Posted by fallsfall on May 29, 2004, at 13:14:59

In reply to Re: Maybe I can post this part, posted by Dinah on May 29, 2004, at 9:54:52

You don't need us. You articulated the answer perfectly yourself. (OK, you can need us all you want, but you don't need us to answer this question for you...)

>Anyway, I've decided to tell my therapist he needs to back off the looks thing for a while. That he's pushing something that is more important to him than it is to me, and making me feel even worse about myself in the process. I never even questioned my hair colour till now. And the thing I do want to change about myself (the weight) he pretty much ignores and doesn't give me much encouragement on.

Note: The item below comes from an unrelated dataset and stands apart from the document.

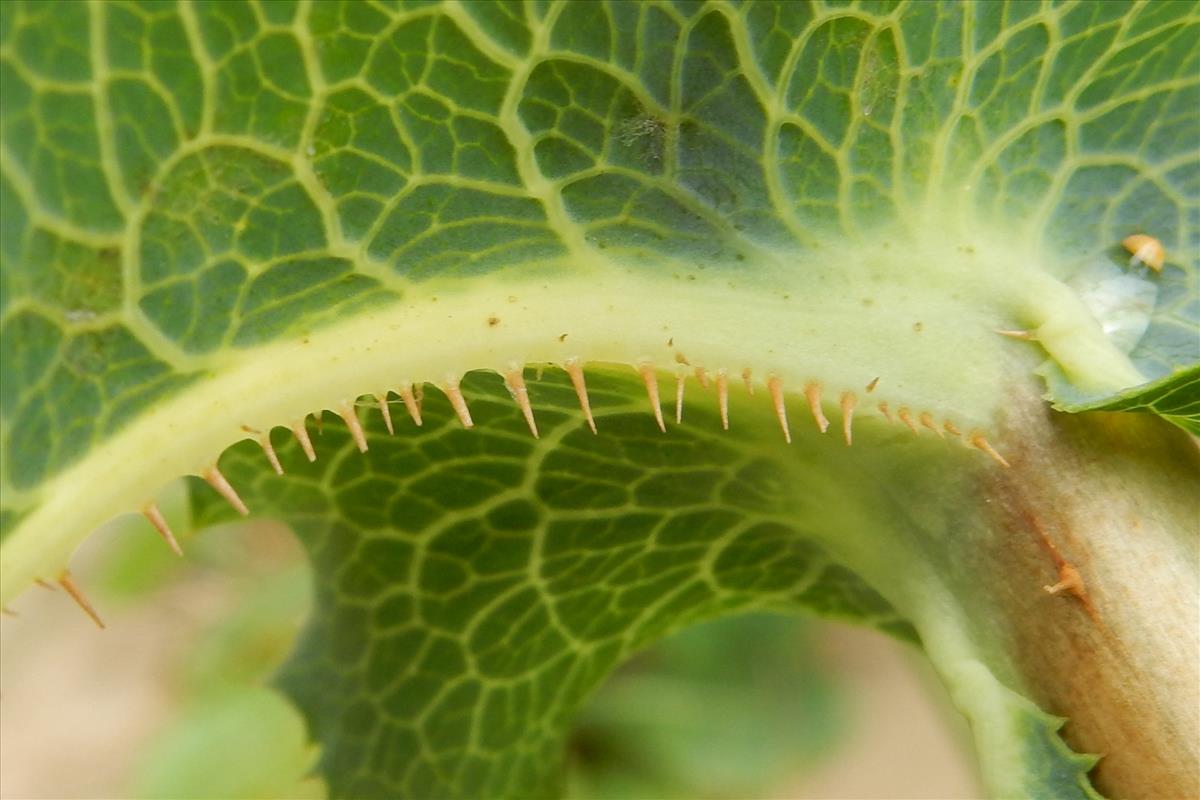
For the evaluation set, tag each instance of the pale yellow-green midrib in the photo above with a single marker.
(934, 353)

Your "does he want to see me because I need it (i.e. he cares) or because he needs the income (i.e. he sees me only as a revenue generator)" is a common question for you. Does this theme generalize to others ("Everyone is ONLY looking out for themselves")? It is an important question, and one that you should talk to him about every (sigh) time it comes up. He has demonstrated that he will be honest with you (sometimes even when maybe he shouldn't be), so I think that you should be able to believe what he tells you (or at least know that he isn't going to tell you out and out lies). I'm sure that logistics (i.e. if he has a session available, and even if he isn't filling as many sessions as he would like) DO play *A PART* in decisions about offering/suggesting sessions. But my guess is that there are lots of things that play a part in these decisions. It is unethical for a therapist to encourage a patient to come more often than is therapeutically indicated. (But "therapeutically indicated" is a pretty loose term, and can two reasonable therapists could make good cases for opposite evaluations) Your therapist is not unethical (from everything I've heard). He might weight different factors (i.e. your shortterm needs, your long term needs, his schedule, his bank account, your dependency, his ego etc.) differently than you would - he is a different person with different perspectives. If the way that he weighs the factors is fundamentally abhorent to you, then he isn't a good match for you (but I really don't think that this will be true). Can you understand his weightings and be comfortable knowing that his algorithm is "reasonable" - even if it doesn't match what you, yourself, would choose? And see that, in order to have forever therapy with him, you will have to accept his weightings, just like you accept that he picks his nose?

I seriously doubt that he is a slimeball, or unethical. I also doubt if you will convince him to change the way he weights the various factors.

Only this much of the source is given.